BEERSE, Belgio, March 9, 2011/PRNewswire/ -- Janssen-Cilag International NV ha annunciato oggi che lo XEPLION(R)
(paliperidone palmitato), un antipsicotico iniettabile a lunga azione con
somministrazione mensile, è stato approvato dalla Commissione Europea per la
cura della schizofrenia.



La schizofrenia è relativamente diffusa e la sua prevalenza è simile in
tutto il mondo.
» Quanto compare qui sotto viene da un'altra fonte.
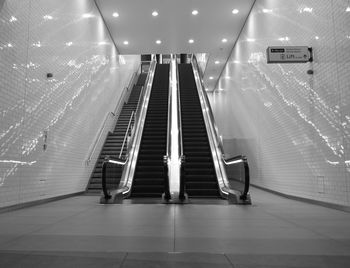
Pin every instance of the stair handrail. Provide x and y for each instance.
(182, 157)
(114, 114)
(237, 160)
(113, 160)
(139, 115)
(120, 161)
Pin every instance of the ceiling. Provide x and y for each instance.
(175, 25)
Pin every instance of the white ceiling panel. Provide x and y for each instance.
(175, 25)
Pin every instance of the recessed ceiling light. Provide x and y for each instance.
(265, 10)
(12, 19)
(47, 17)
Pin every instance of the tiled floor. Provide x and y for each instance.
(79, 232)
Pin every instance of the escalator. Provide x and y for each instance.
(149, 177)
(114, 141)
(199, 172)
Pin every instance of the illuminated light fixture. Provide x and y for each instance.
(47, 17)
(265, 10)
(38, 44)
(87, 16)
(12, 19)
(307, 9)
(284, 38)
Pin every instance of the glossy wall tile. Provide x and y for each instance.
(47, 124)
(294, 127)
Si ritiene che 1 persona su 100 rischi di soffrire di
schizofrenia nel corso della vita e l'incidenza sembra essere la stessa per
gli uomini e le donne fino all'età di 60 anni. [1] La schizofrenia è una
malattia mentale devastante sia per il paziente, sia per i suoi familiari e
amici, poiché ostacola seriamente nel malato la capacità di pensare
chiaramente, di relazionarsi con gli altri e di comportarsi in modo adeguato
all'interno della società. Sebbene non esista una cura, molte persone affette
da questo disturbo reagiscono bene ai farmaci antipsicotici, sui quali si
basa la cura della schizofrenia.



Le ricadute possono tuttavia avere un effetto terribile sulla vita dei
pazienti e delle loro famiglie. Le frequenti ricadute e i ricoveri
ospedalieri possono aumentare l'isolamento del malato e rendergli ancora più
difficile trovare e conservare un posto di lavoro.[2],[3],[4],[5],[6] La
prevenzione di future ricadute è un obiettivo fondamentale della terapia e il
raggiungimento di un risultato ottimale è più probabile nei pazienti che
ricevono cure costanti.[7],[8]



I malati di schizofrenia che non rispettano la terapia sono fino a cinque
volte più esposti alle ricadute rispetto a coloro che si attengono e
proseguono la terapia, il che aumenta notevolmente la probabilità di
ricovero[9] e, a sua volta, il costo complessivo della cura.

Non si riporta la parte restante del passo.